Подробный перечень произведений античной драматургии на русском языке можно найти в двух справочниках:
1. П. Прозоров, «Систематический указатель книг и статей по греческой филологии, изданных в России с XVII столетия по 1892 год, с прибавлением за 1893, 1894 и 1895 годы», изд. Императорской Академии наук, СПб, 1898.
2. А. Воронков, «Древняя Греция и древний Рим. Библиографический указатель изданий, вышедших в СССР (1895–1959 годы)», Изд-во АН СССР, М. 1961.
Дореволюционные переводы античной драматургии представлены в томе работами поэта Иннокентия Анненского (1856–1909) и режиссера Сергея Радлова (1892–1958). Остальные переводы сделаны в советское время.
Кроме новых, выполненных в 1967–1968 годах, переводов из Эсхила и Сенеки, в этом томе собраны переводы уже ранее публиковавшиеся.
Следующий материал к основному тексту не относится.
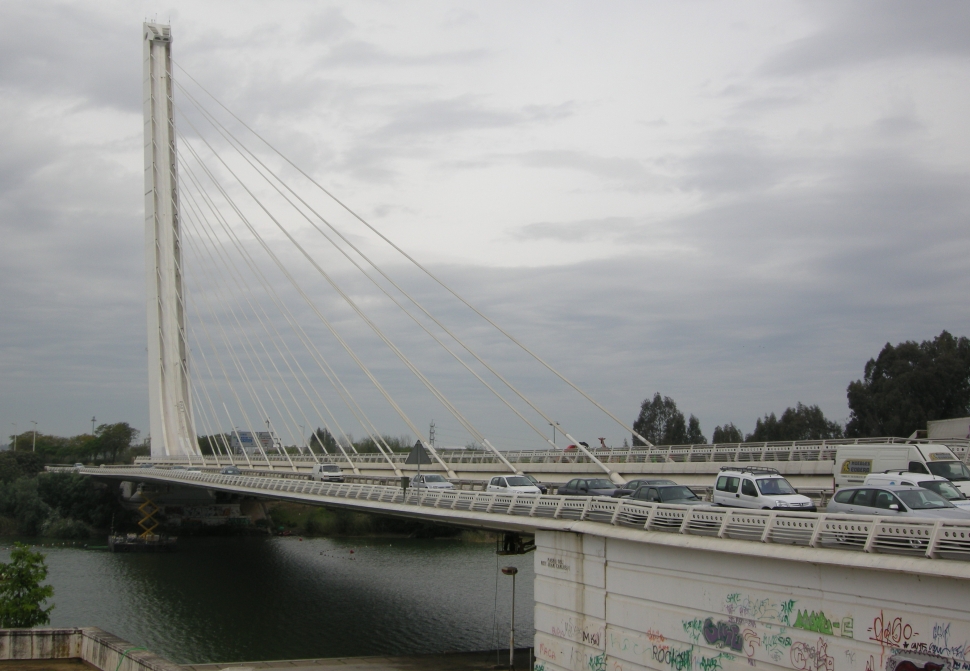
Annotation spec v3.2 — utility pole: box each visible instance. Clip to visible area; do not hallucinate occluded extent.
[502,566,519,671]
Тексты последних даны по следующим изданиям:
1. Софокл, Трагедии, Гослитиздат, М. 1954.
2. Еврипид, Трагедии. В двух томах, «Художественная литература», М. 1969.
3. Аристофан, Комедии. В двух томах, Гослитиздат, М, 1954.
4. Менандр, Комедии. Герод. Мимиамбы, «Художественная литература», М. 1964.
5. Плавт, Избранные комедии, «Художественная литература», М. 1967.
6. Теренций, Комедии, Academia, 1934.